Please have confidence in you ability to live quite happily without him, from your posts it is quite clear you are the one in control of finances, organisation, planning and taking responsibility!

You have the lovely opportunity of meeting someone who can be a proper life partner in time, if you leave this relationship, you won't be alone for ever....

Though l would chose being at peace alone rather than living like you are currently anyday...have you thought that he is contributing to your health issues if not causing them?

CatsOclock · 28/09/2017 16:32

You can take a step at a time. Literally, one small step at a time.
Eg.
Look up the contact details for your local Citizens Advice Bureau and Women's Aid.
Call or email them. Make appointments.
Go.
Tell them what you've told us. Take it from there.

He earns good money and he owes you - can you get him to set up a payment to you as soon as he's paid?

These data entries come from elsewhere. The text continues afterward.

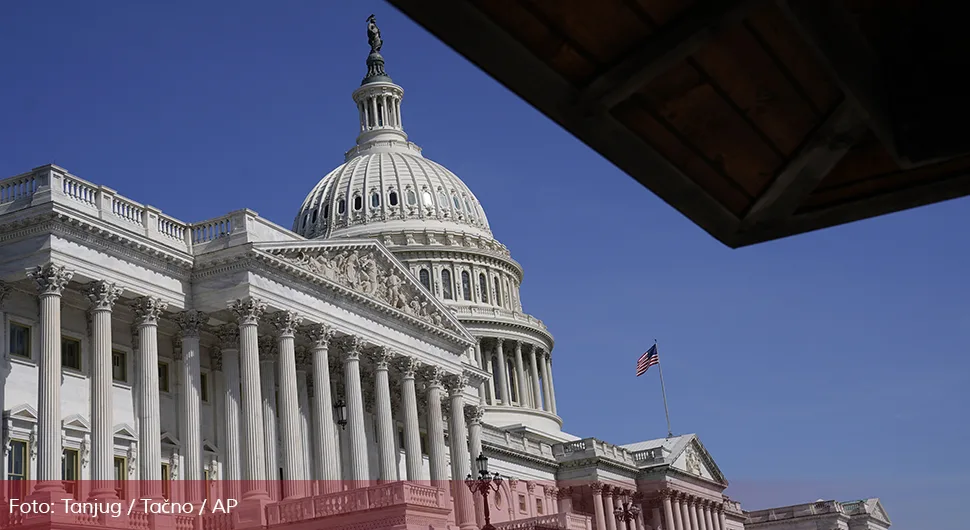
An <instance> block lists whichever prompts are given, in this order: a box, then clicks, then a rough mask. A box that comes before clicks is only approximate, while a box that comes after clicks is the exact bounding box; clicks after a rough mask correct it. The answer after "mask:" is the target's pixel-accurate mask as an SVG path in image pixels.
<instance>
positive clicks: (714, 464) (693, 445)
mask: <svg viewBox="0 0 970 530" xmlns="http://www.w3.org/2000/svg"><path fill="white" fill-rule="evenodd" d="M670 467H672V468H674V469H677V470H680V471H682V472H684V473H687V474H688V475H693V476H696V477H700V478H702V479H704V480H709V481H712V482H717V483H720V484H727V481H726V480H725V479H724V475H723V474H722V473H721V470H720V469H718V467H717V464H715V463H714V459H713V458H712V457H711V455H710V453H708V452H707V449H704V445H703V444H701V442H700V440H698V439H697V436H695V435H691V436H690V438H689V439H688V440H687V443H685V444H683V445H682V447H680V451H679V454H676V456H673V462H672V463H671V464H670Z"/></svg>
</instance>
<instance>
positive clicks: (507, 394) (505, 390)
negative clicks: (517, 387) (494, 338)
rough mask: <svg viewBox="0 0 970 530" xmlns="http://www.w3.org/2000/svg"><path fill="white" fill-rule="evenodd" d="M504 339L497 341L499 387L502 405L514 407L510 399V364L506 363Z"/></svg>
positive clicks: (495, 343) (495, 342)
mask: <svg viewBox="0 0 970 530" xmlns="http://www.w3.org/2000/svg"><path fill="white" fill-rule="evenodd" d="M503 342H504V341H503V340H502V339H498V340H496V341H495V352H496V356H497V357H498V370H496V372H497V373H498V386H499V392H500V396H501V398H502V404H503V405H505V406H510V405H512V400H511V399H509V394H510V393H511V392H509V381H508V373H509V371H508V364H507V363H506V362H505V349H504V348H503V347H502V343H503Z"/></svg>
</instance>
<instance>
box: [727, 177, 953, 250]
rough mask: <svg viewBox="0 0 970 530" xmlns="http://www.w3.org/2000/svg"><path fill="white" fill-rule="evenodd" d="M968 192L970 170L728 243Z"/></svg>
mask: <svg viewBox="0 0 970 530" xmlns="http://www.w3.org/2000/svg"><path fill="white" fill-rule="evenodd" d="M968 195H970V170H966V171H962V172H957V173H954V174H952V175H950V176H948V177H941V178H940V180H937V181H935V182H930V183H927V184H922V185H918V186H912V187H909V188H903V189H900V190H896V191H891V192H888V193H882V194H879V195H874V196H871V197H867V198H864V199H859V200H855V201H850V202H845V203H842V204H839V205H836V206H830V207H828V208H820V209H818V210H814V211H810V212H806V213H802V214H798V215H795V216H793V217H790V218H789V219H788V220H787V221H786V222H785V223H784V224H783V225H778V226H768V227H759V228H756V229H754V230H750V231H747V232H740V233H738V235H737V236H736V237H734V238H732V239H731V241H729V242H728V243H727V244H728V246H730V247H731V248H740V247H744V246H748V245H754V244H757V243H763V242H765V241H771V240H775V239H781V238H784V237H788V236H792V235H796V234H803V233H806V232H812V231H815V230H821V229H823V228H830V227H834V226H838V225H843V224H847V223H851V222H854V221H861V220H863V219H870V218H873V217H878V216H880V215H886V214H890V213H895V212H900V211H903V210H909V209H912V208H918V207H920V206H926V205H930V204H935V203H938V202H943V201H948V200H952V199H957V198H960V197H966V196H968Z"/></svg>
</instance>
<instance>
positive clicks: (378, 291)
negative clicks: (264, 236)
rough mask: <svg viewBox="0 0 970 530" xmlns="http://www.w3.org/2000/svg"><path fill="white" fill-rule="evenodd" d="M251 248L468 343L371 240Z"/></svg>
mask: <svg viewBox="0 0 970 530" xmlns="http://www.w3.org/2000/svg"><path fill="white" fill-rule="evenodd" d="M255 248H256V249H257V250H261V251H263V252H266V253H268V254H269V255H271V256H273V257H275V258H277V259H280V260H282V261H284V262H286V263H287V264H288V265H290V266H293V267H296V268H297V269H299V270H300V271H303V272H304V273H307V274H311V275H313V276H315V277H317V278H321V279H323V280H325V281H328V282H331V283H333V284H336V285H338V286H340V287H343V288H345V289H348V290H350V291H351V292H354V293H356V294H358V295H361V296H363V297H365V298H366V299H368V300H370V301H372V302H376V303H377V304H378V305H380V306H381V308H382V309H385V310H387V309H389V310H391V311H394V312H395V313H397V314H399V315H401V316H402V317H404V318H410V319H414V320H416V321H418V322H422V323H423V324H425V325H426V326H430V327H431V328H432V329H435V330H440V331H445V332H450V334H451V335H452V336H457V337H458V338H460V339H464V341H468V342H472V341H474V338H473V337H472V336H471V335H470V334H469V333H468V331H467V330H466V329H465V328H464V326H462V324H461V322H459V320H458V319H457V318H456V317H455V315H454V313H452V311H451V310H449V309H448V308H447V307H445V306H444V304H442V303H441V302H440V301H439V300H438V299H436V298H435V297H434V296H433V295H432V294H431V293H429V292H428V290H427V289H425V288H424V286H423V285H421V283H420V282H419V281H418V280H417V278H415V277H414V276H413V275H412V274H411V273H410V271H408V270H407V268H405V267H404V266H403V265H402V264H401V262H400V261H398V260H397V259H396V258H395V257H394V256H393V255H392V254H391V253H390V252H389V251H388V250H387V249H386V248H385V247H384V246H383V245H381V244H380V243H379V242H377V241H376V240H370V239H367V240H358V241H340V242H314V243H303V242H301V243H289V242H287V243H263V244H256V245H255ZM468 345H471V344H468Z"/></svg>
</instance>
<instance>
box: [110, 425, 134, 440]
mask: <svg viewBox="0 0 970 530" xmlns="http://www.w3.org/2000/svg"><path fill="white" fill-rule="evenodd" d="M115 438H124V439H126V440H130V441H137V440H138V433H136V432H135V429H134V428H133V427H132V426H131V425H128V424H127V423H119V424H118V425H115Z"/></svg>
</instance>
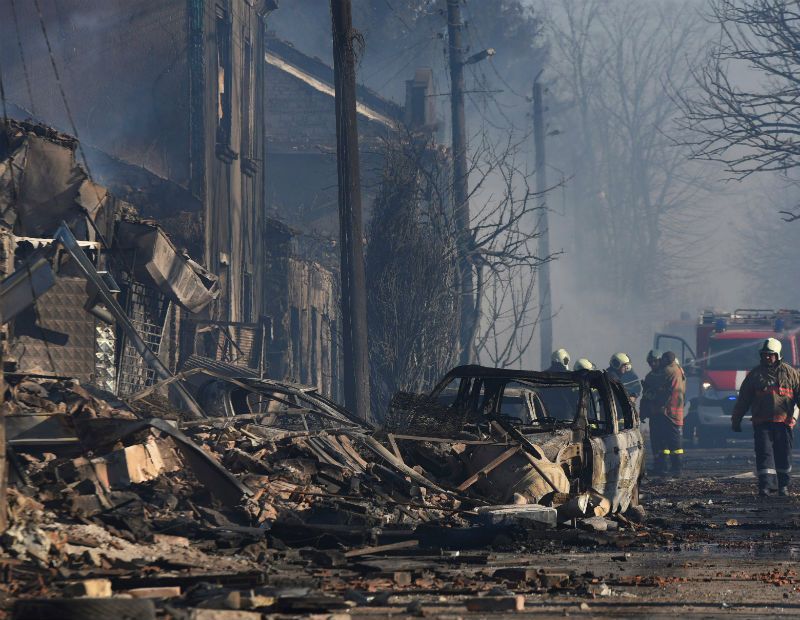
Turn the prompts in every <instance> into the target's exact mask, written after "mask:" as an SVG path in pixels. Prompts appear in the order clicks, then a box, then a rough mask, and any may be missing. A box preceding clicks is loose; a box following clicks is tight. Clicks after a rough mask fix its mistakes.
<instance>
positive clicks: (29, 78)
mask: <svg viewBox="0 0 800 620" xmlns="http://www.w3.org/2000/svg"><path fill="white" fill-rule="evenodd" d="M11 14H12V15H13V17H14V30H15V31H16V34H17V47H18V48H19V56H20V58H21V59H22V72H23V73H24V74H25V87H26V88H27V89H28V99H29V100H30V102H31V114H33V116H34V118H35V117H36V104H35V103H34V101H33V89H31V78H30V75H29V74H28V63H26V62H25V51H24V49H23V47H22V37H21V36H20V34H19V20H18V19H17V3H16V0H11Z"/></svg>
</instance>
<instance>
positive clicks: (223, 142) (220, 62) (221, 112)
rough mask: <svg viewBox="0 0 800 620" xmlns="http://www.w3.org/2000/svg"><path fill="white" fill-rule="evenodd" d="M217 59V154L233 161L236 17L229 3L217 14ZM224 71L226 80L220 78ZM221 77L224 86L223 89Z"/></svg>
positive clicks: (215, 38)
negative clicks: (233, 131)
mask: <svg viewBox="0 0 800 620" xmlns="http://www.w3.org/2000/svg"><path fill="white" fill-rule="evenodd" d="M214 24H215V40H216V51H217V54H216V56H217V62H216V75H215V85H216V93H217V98H216V114H217V130H216V149H215V150H216V154H217V157H219V158H220V159H221V160H223V161H225V162H226V163H230V162H232V161H233V160H235V159H236V157H237V154H236V153H235V152H234V151H233V150H232V149H231V136H232V133H233V21H232V20H231V16H230V12H229V10H228V8H227V7H226V6H223V5H220V4H217V5H216V11H215V15H214ZM220 72H222V80H220ZM220 81H221V82H222V88H221V89H220Z"/></svg>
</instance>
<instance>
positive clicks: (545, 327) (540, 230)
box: [533, 72, 553, 370]
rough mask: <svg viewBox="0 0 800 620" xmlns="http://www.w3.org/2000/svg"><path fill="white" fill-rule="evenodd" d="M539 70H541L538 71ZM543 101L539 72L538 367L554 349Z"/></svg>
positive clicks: (552, 308)
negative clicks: (544, 150)
mask: <svg viewBox="0 0 800 620" xmlns="http://www.w3.org/2000/svg"><path fill="white" fill-rule="evenodd" d="M539 73H540V74H541V72H539ZM544 137H545V136H544V104H543V102H542V85H541V83H540V82H539V75H537V76H536V78H535V79H534V81H533V140H534V146H535V148H536V193H537V194H538V196H539V204H540V208H541V212H540V214H539V224H538V229H539V249H538V253H539V258H541V259H543V260H545V261H546V262H545V263H543V264H542V265H541V266H540V267H539V303H540V304H541V317H542V318H541V320H540V321H539V340H540V342H541V347H542V349H541V351H542V353H541V355H542V359H541V368H542V370H544V369H545V368H547V367H549V366H550V355H551V354H552V352H553V299H552V295H551V290H550V262H549V261H547V257H548V256H550V225H549V223H548V220H549V218H548V216H547V197H546V196H545V192H546V191H547V174H546V159H545V152H544Z"/></svg>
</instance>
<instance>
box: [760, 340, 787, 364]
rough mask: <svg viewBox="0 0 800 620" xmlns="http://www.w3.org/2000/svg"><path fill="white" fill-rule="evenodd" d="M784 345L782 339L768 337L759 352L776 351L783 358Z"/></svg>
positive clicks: (777, 354) (777, 355)
mask: <svg viewBox="0 0 800 620" xmlns="http://www.w3.org/2000/svg"><path fill="white" fill-rule="evenodd" d="M782 348H783V346H782V345H781V341H780V340H778V339H777V338H767V339H766V340H765V341H764V344H763V345H761V350H760V351H759V353H774V354H775V355H777V356H778V359H781V349H782Z"/></svg>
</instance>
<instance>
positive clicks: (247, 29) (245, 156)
mask: <svg viewBox="0 0 800 620" xmlns="http://www.w3.org/2000/svg"><path fill="white" fill-rule="evenodd" d="M242 42H243V43H242V95H241V99H242V101H241V105H242V119H241V145H240V147H239V150H240V152H241V155H242V172H243V173H244V174H245V175H247V176H250V177H252V176H254V175H255V174H256V173H257V172H258V164H257V163H256V161H255V159H254V157H253V143H254V140H253V134H254V133H255V122H254V121H255V114H254V109H255V103H256V97H255V92H254V88H253V85H254V84H255V83H256V76H255V75H254V72H255V63H254V62H253V60H254V56H253V42H252V40H251V38H250V33H249V32H248V28H247V26H244V28H243V29H242Z"/></svg>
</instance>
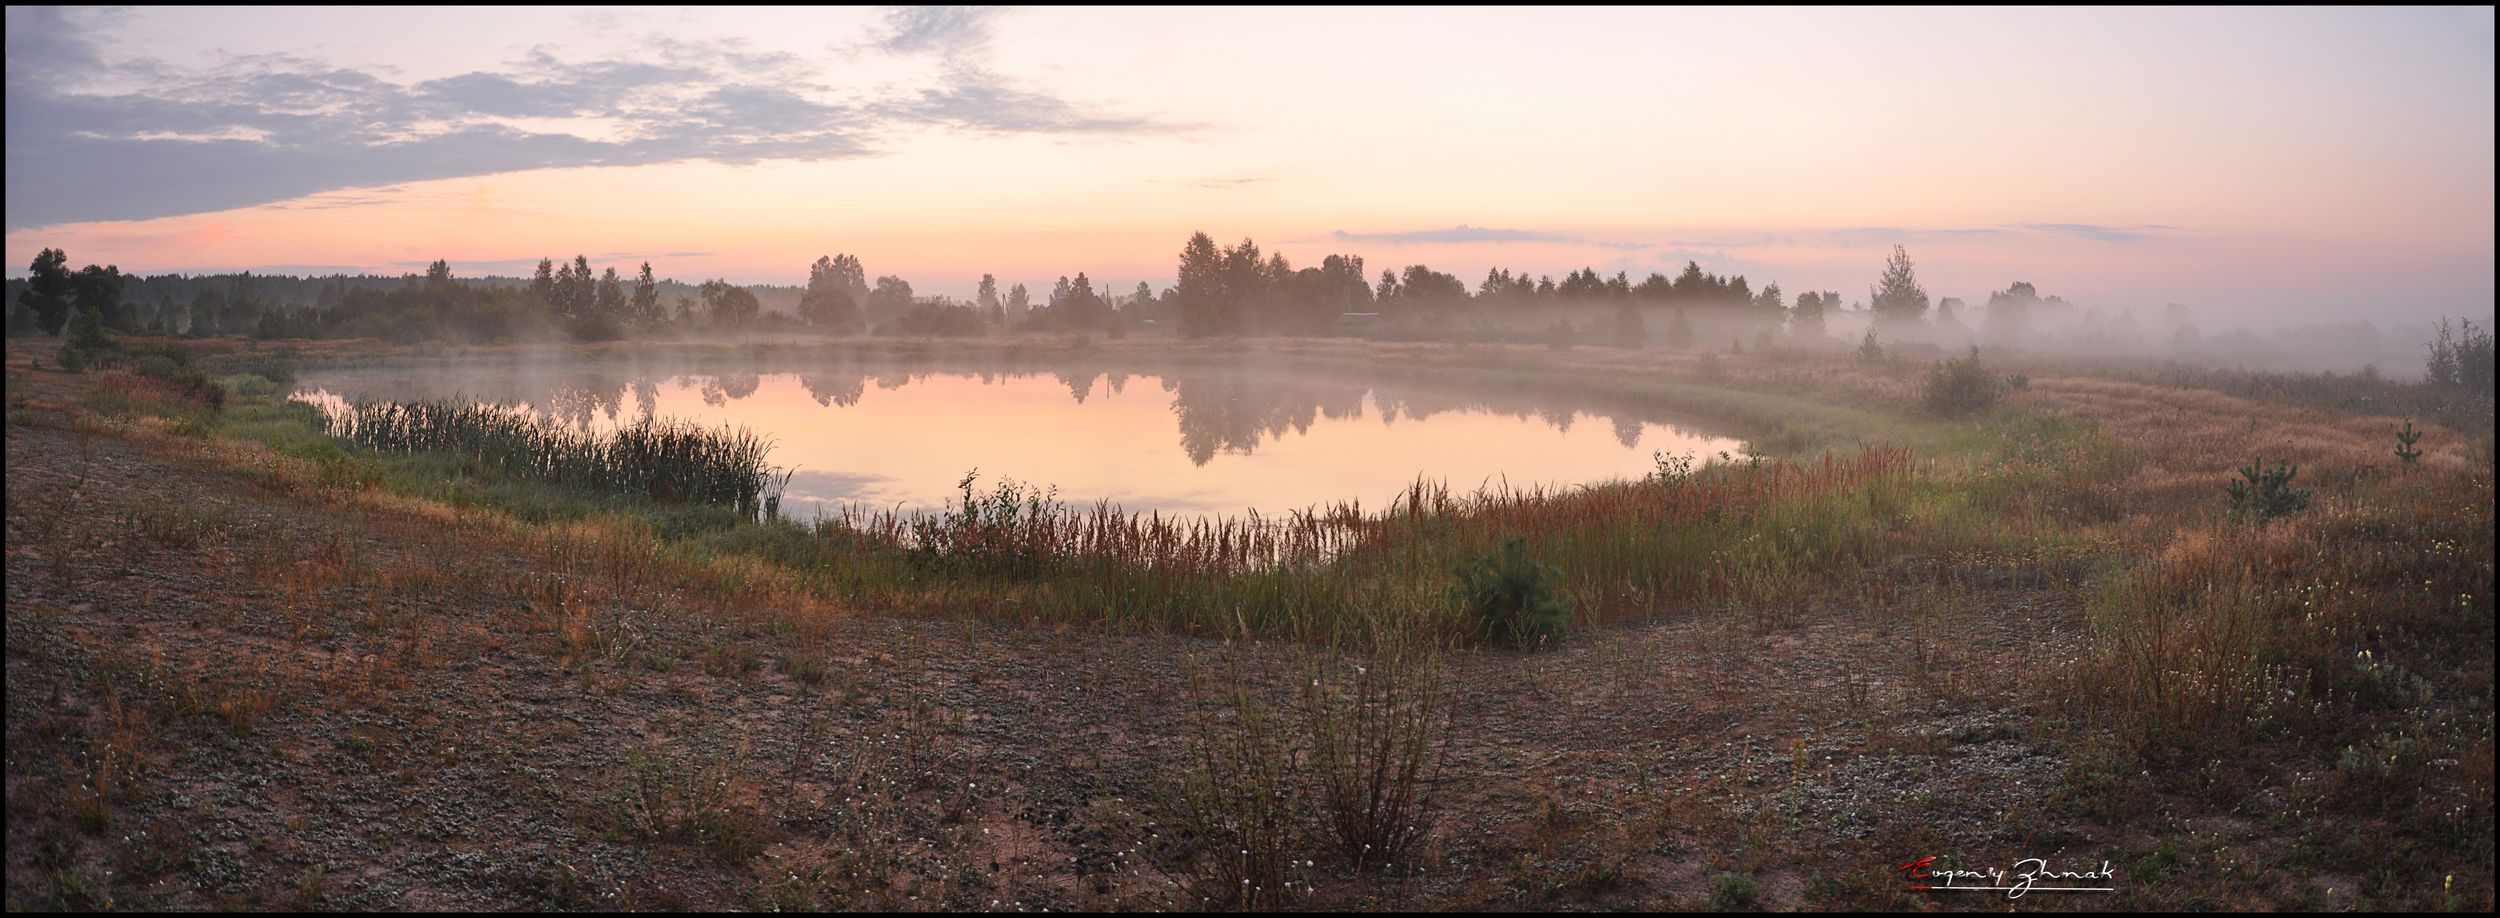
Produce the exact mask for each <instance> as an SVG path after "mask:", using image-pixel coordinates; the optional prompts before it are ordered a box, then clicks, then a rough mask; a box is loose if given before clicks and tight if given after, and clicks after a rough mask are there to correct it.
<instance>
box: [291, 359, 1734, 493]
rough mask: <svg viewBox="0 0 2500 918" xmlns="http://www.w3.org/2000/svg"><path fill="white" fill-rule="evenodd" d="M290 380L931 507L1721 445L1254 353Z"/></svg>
mask: <svg viewBox="0 0 2500 918" xmlns="http://www.w3.org/2000/svg"><path fill="white" fill-rule="evenodd" d="M302 388H305V393H307V398H315V400H320V398H437V400H445V398H465V400H490V403H505V405H522V408H527V410H535V413H540V415H545V418H552V420H560V423H565V425H572V428H577V430H605V428H617V425H625V423H635V420H642V418H660V415H672V418H695V420H705V423H732V425H745V428H755V430H760V433H765V435H770V438H775V440H778V450H775V453H773V460H775V463H785V465H795V468H798V470H800V473H798V475H795V478H793V485H790V488H793V495H790V498H793V500H798V503H845V500H865V503H888V505H895V503H900V505H938V503H945V500H948V495H950V490H953V488H955V483H958V480H960V478H963V473H965V470H970V468H983V470H985V473H988V475H1013V478H1023V480H1035V483H1058V485H1063V498H1068V500H1078V503H1090V500H1118V503H1123V505H1128V508H1135V510H1148V508H1155V510H1175V513H1183V510H1208V513H1240V510H1243V508H1258V510H1263V513H1280V510H1288V508H1305V505H1313V503H1335V500H1348V498H1365V500H1383V498H1388V493H1393V490H1395V488H1400V485H1403V483H1413V480H1415V478H1443V480H1448V483H1450V485H1453V488H1475V485H1485V483H1493V485H1500V483H1510V485H1573V483H1585V480H1600V478H1633V475H1640V473H1643V470H1648V465H1650V450H1670V453H1703V455H1713V453H1718V450H1735V448H1738V440H1728V438H1713V435H1703V433H1695V430H1688V428H1683V425H1678V423H1675V420H1673V418H1670V415H1665V413H1663V410H1660V405H1645V403H1638V400H1628V398H1610V395H1603V393H1588V390H1553V388H1523V385H1485V383H1465V380H1460V383H1448V380H1430V378H1423V375H1415V373H1398V370H1393V368H1385V370H1378V373H1365V375H1353V373H1345V370H1320V368H1290V365H1263V363H1250V360H1240V363H1228V365H1088V363H1075V360H1028V363H1018V360H998V358H995V355H993V360H990V363H988V365H965V363H943V360H890V358H885V360H873V358H853V360H805V363H803V360H780V363H775V360H712V363H702V360H677V363H660V360H610V363H460V365H452V368H420V370H415V368H412V370H352V373H307V375H305V385H302ZM1158 415H1163V418H1165V420H1163V423H1160V430H1163V435H1160V438H1158V435H1153V428H1158V423H1155V420H1153V418H1158ZM1370 418H1378V420H1380V423H1378V425H1368V423H1365V420H1370ZM1598 423H1603V425H1598ZM1590 425H1598V428H1590ZM1365 430H1370V433H1365ZM1535 430H1545V433H1535ZM1575 430H1578V433H1575ZM1175 433H1178V435H1175ZM1158 440H1160V445H1155V443H1158ZM1173 445H1178V450H1173ZM1155 453H1160V458H1158V455H1155ZM1175 453H1178V455H1175ZM1233 458H1240V460H1233ZM1180 460H1188V463H1185V465H1183V463H1180Z"/></svg>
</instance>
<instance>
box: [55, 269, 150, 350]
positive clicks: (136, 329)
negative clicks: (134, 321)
mask: <svg viewBox="0 0 2500 918" xmlns="http://www.w3.org/2000/svg"><path fill="white" fill-rule="evenodd" d="M123 280H128V278H123V270H120V268H115V265H105V268H95V265H88V268H80V270H78V273H75V275H70V300H73V303H75V308H78V310H95V318H98V320H103V323H105V328H110V330H120V333H135V330H138V328H135V323H133V320H130V310H128V308H123Z"/></svg>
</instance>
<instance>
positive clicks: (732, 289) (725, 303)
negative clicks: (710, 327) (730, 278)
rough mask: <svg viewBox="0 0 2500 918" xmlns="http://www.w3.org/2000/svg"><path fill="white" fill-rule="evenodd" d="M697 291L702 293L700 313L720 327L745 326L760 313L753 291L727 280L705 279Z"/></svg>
mask: <svg viewBox="0 0 2500 918" xmlns="http://www.w3.org/2000/svg"><path fill="white" fill-rule="evenodd" d="M697 293H700V295H702V313H705V315H710V318H712V325H720V328H745V325H747V323H750V320H755V315H758V313H763V303H758V300H755V293H750V290H747V288H740V285H735V283H727V280H705V283H702V288H697Z"/></svg>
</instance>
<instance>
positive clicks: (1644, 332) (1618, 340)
mask: <svg viewBox="0 0 2500 918" xmlns="http://www.w3.org/2000/svg"><path fill="white" fill-rule="evenodd" d="M1648 343H1650V325H1648V323H1643V320H1640V305H1635V303H1633V300H1630V298H1625V300H1623V305H1618V308H1615V348H1645V345H1648Z"/></svg>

A friend once said to me: "When you don't know what to do, do what you can". I've found that to be invaluable advice.

Just start.

TiramisuQueenoftheFaeries · 28/09/2017 16:36

I struggle so much with life and what if it all falls apart without his help?

Who's the one dealing with the bailiffs and finding the money for them? You. Who pays the rent? You. Who advocates for herself and gets PIP approved, no mean feat? You. Who holds down a part-time job despite mental health struggles, a daughter, and an obstructive husband who sucks away money and joy like a black hole? You. Who covers for him, puts on a happy face and keeps going, despite the energy that entails? You.

Darling, you are fucking tough and you have this 'life without him' thing covered, I guarantee you.

pasturesgreen · 28/09/2017 16:41

No way on earth I could tolerate being with a man like that. Can't decide whether you're a saint or a mug, OP.

JJXM · 28/09/2017 17:00

This was me almost eleven years ago. DP worked but his bank account had been 'hacked' and eventually it made sense for everything to go through my account (postgraduate student on a bursary). He told me he would pay me back but I had to keep borrowing to pay the rent). I had to keep borrowing on loans and credit cars to pay the rent for both of us, plus all bills, food etc. Eventually, it came to boiling point and I gave him an ultimatum and he admitted to a serious gambling addiction - all his wages were spent, all his savings were long gone and I was 50k in debt. It's worth noting I come from an horrific family background and was on medication that left me sleeping 18 hours a day to help with my mental health problems.

But this is where things are different: I forgave him and he promised never to gamble again and went to GA. I took over all financial things - he didn't have access to any credit, his wages were paid into my account for the next four years. If he wanted to buy tea at work he had to ask me for the money because he could not be trusted. We've been married ten years now, with three children and have just bought a house and are debt free. But my DH was remorseful for his actions and has spent every day since building up trust and earning my forgiveness. He has a good job, access to credit although I still do all the financial management. He's never gambled since as he can't believe how lucky he was to have someone be willing to forgive him. He has a great job and now financially supports me.

But it doesn't sound like your DH wants to change. So I think you need to think of yourself and your DD.